John Daly, August 30, 2011
Pity poor Tajikistan.
The poorest of the former Soviet republics, after the 1991 implosion of the USSR Tajikistan slid the following year into a violent civil war, which saw Muslim fundamentalists battling the government. The conflict lasted five years and cost 50,000 dead. When the smoke cleared, what little was left of the Soviet infrastructure lay largely in shambles.
Since 1997 the government has attempted to improve the economy, but its marginal industrial base combined with rampant corruption has left the nation largely devoid of foreign direct investment, which in the last two decades has barely topped $1 billion. In contrast, Kazakhstan has received more than $120 billion and neighboring Uzbekistan, $50 billion.
Last year Tajikistan’s GDP was estimated at a modest $6.831 billion, with average wages pegged at a princely $879 per year.
So, what can Tajikistan bring to the international market?
Dushanbe’s government has decided that the answer is simple – hydroelectric power, generated by the country’s alpine lakes and rivers. The Tajik government dreams of a day not far off when its hydroelectric facilities not only meet domestic demand but will allow the nation to export electricity to neighboring energy-poor Afghanistan and Pakistan.
There is only one modest caveat to this rosy picture, in order to do so Tajikistan must complete several leftover Soviet-era hydroelectric projects, which makes downstream neighbors Uzbekistan, Kazakhstan and Turkmenistan all nervous, as they rely on regular discharges of water not only from Tajikistan but Kyrgyzstan as well to irrigate their crops.
The crown jewel of the Tajik government’s plans is to be the 3,600 megawatt Rogun dam, first proposed in 1959. Last year in an official address to the nation Tajik President Emomali Rakhmon announced that 2010 will be the year “when great resources will be mobilized” to build the Rogun dam, telling his enthralled countrymen, “The construction of this site, important for our country, has turned into the arena of labor, bravery and generosity, trials of heroism, and, more so, our national idea.” Tajik hopes were raised when in 2004 then Russian President Vladimir Putin pledged a preferential $2 billion loan to complete the construction of the Rogun power station. Unfortunately, the check was not in the mail, and Dushanbe has struggled ever since to secure funding.
The good news for the Tajik government is that it has been more successful in its construction efforts with the Sangtuda-2 220 megawatt hydroelectric cascade, scheduled to come online by the end of the year. Tajik Ministry of Energy and Industry, Makhmadamin Safarkholov judges Sangtuda to be now 94 percent complete.
The bad news is that Iranian interests will own Sangtuda-2 for the first 12 ½ years of its operation, a not unreasonable arrangement given that they funded the bulk of its construction, but still a blow to Tajik pride. When construction of Sangtuda-2 recommenced in 2006 Iran allocated $180 million and Iran’s Sangob company sweetened the deal with another $36 million.
The Tajik government’s input? A relatively modest $40 million.

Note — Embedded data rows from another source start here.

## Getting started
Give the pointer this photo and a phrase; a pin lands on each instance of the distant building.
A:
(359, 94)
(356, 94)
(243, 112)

A potential fly in the ointment for Tajik consumers under the arrangement is that no one knows at what price and on what terms the electricity generated by the plant is to be sold, and neither Ministry of Energy officials nor state energy distribution company Barq-i Tojik bureaucrats have been able to provide concrete data.
The lesson of all this seems to be that, in Tajikistan’s case, small is beautiful as regards power stations, even though they are far less prestigious. Since 1991, 249 small power plants have been built in Tajikistan, with another nine small power plants expected to be commissioned by the end of the year, In addition, 190 small hydroelectric power stations are scheduled to be built by 2020.
However, once again descending into the murkiness of Tajik statistics, according to Barq-i Tojik chairman Nozirzhon Yodgori the government does not yet know how much electricity they will be able to generate, because they are not part of the Barq-i Tojik system, but work independently, with estimates of the various facilities’ generation output ranging from 30 kilowatt hours to 40,000 kilowatt hours.
So, what does the future hold for Tajikistan and its dreams of electricity exports? The immense Rogun project, while very prestigious, is hobbled by a lack of funding and carries in its wake increased strife with Tajikistan’s neighbors.
Larger, free-flowing hydroelectric stations have the benefit of lower costs and not increasing regional tensions, even if they are less prestigious.
Tajikistan’s current economic situation is so dire that nearly one-third of adult males live in other Commonwealth of Independent States nations to work – no doubt they would like to think that that the remittances they send back home would allow their families to have electricity 24/7. After all, you can’t read by prestige after the sun goes down. The question is whether any of the apparatchiks in Dushanbe are listening.